Economics expert David Skilling estimated that Scotland's GDP per capita to be 39,337 US dollars (£29,282) in 2017 - slightly lower than that of the UK and below that in 13 other comparator countries.
The slowdown in the oil and gas sector has hit GDP growth in Scotland, the report said, while adding that being in the UK - which has "under-performed the rest of Europe by a significant margin over the past few years" - had also acted as a "drag on performance".
The economic adviser looked at the performance of countries including Ireland, New Zealand, Norway, Sweden, Finland, Hong Kong and Switzerland - where GDP per capita was measured at 80,591 dollars (£60,000), more than double the Scottish figure.

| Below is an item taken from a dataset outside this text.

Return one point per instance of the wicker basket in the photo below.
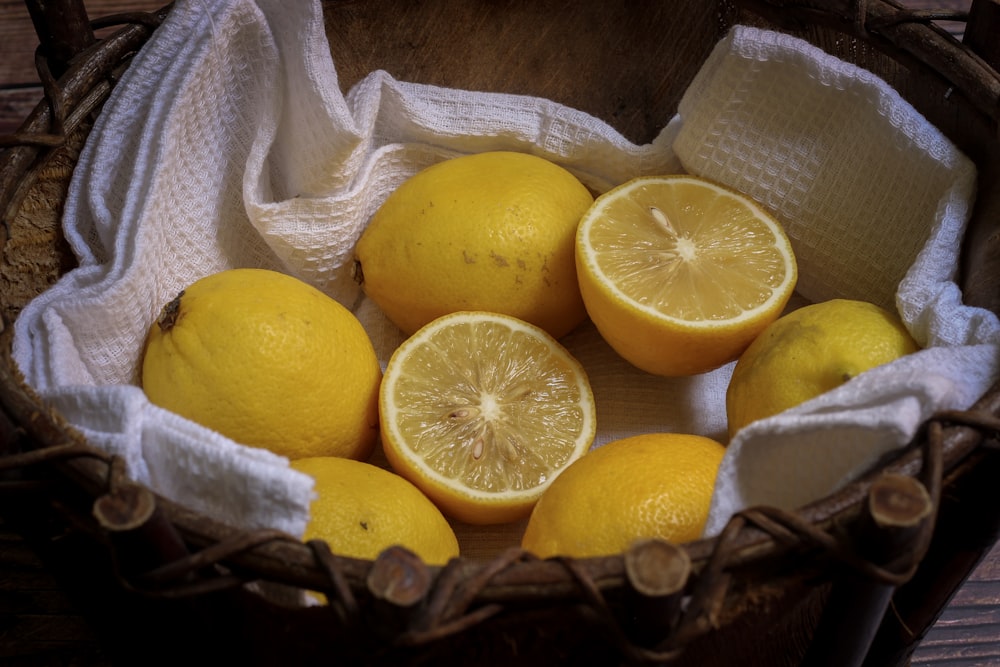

In a new report for the think-tank Reform Scotland, published with the Scottish Policy Foundation, Dr Skilling said: "Scotland's economic performance has lagged that of other small advanced economies."
He added: "There is scope to strengthen Scotland's competitive position using its set of devolved powers through deliberate policy action."
Looking at successful small economies, the report concluded there was "no single specific policy model" followed by all.
However, it stressed the importance of having a "disciplined approach to fiscal policy", along with an "efficient, competitive business environment that allows for firms to expand".
GDP growth in Scotland has averaged 1.4% since 2000, the report said, putting the country "near the bottom of the small advanced economies group".
It stated: "There has been a consistent gap between Scotland's GDP growth rates and that of other small advanced economies.
"This has led to a steady divergence in Scotland's per capita income from that of other small advanced economies."
The report went on: "Part of Scotland's recent GDP growth weakness is due to the slowdown in the oil and gas sector (Norway has also suffered).
"Scotland's relatively deep exposure to the rest of the UK, which has under-performed the rest of Europe by a significant margin over the past few years, is also a drag on performance."
Dr Skilling also argued tax rates must remain in line with other small advanced economies - pointing out that in the comparator countries the top rate for personal tax has been reduced from 47% to 44% since 2000.
In Scotland, the top rate of income tax - paid by those earning £150,000 a year or more - was increased in the 2018-19 budget, making it higher than in the rest of the UK at 46p.
While spending on research and development can help improve competitiveness, the report said Scotland was "in the bottom third of the advanced economies group in terms of total R&D spending, at 1.5% of GDP in 2016".
Reform Scotland director Chris Deerin said: "The report is not about nationalism or unionism - it is about how we in Scotland can create the conditions for greater economic growth in order to raise our standard of living and better fund our public services.
"The lessons from the paper are clear. To achieve economic success, we must ensure our tax rates are competitive, that we have a high-quality business environment and invest in human capital and innovation."
Dr Skilling looked at largely the same small economies studied in the SNP-commissioned Sustainable Growth Commission report, which examined the economic prospects for an independent Scotland.
Former SNP MSP Andrew Wilson, who chaired the commission, said when the report was published recently that it showed "how Scotland can emulate the best-performing economies and societies in the world".
Alison Moore, director of the Scottish Policy Foundation, said the Reform Scotland/David Skilling paper was "one of a number that we are currently funding to add to the debate around Scotland's economy and productivity".
She stated: "This paper is a valuable addition to the debate on our economy and we look forward to continuing to support this debate through our ongoing work."
A Scottish Government spokeswoman said: "Scotland's economy is strong, with output per head among the highest in the UK outside London and the south-east. We are also one of the top destinations for inward investment while Scottish productivity has grown faster than the UK's over the past decade.
"We remain focussed on growing the Scottish economy which is why the 2018-19 Budget delivered an increase of 64% in the economy, jobs and fair work budget as part of our investment of almost £2.4 billion in enterprise and skills, the continuation of the most competitive business rates package in the UK and investments in our National Manufacturing Institute and Scottish National Investment Bank.
"But our prospects for longer-term growth are threatened by Brexit and the prospect of being taken out of a market around eight times bigger than the UK's market alone. That is what poses the most serious risk to jobs, investment, prosperity and living standards."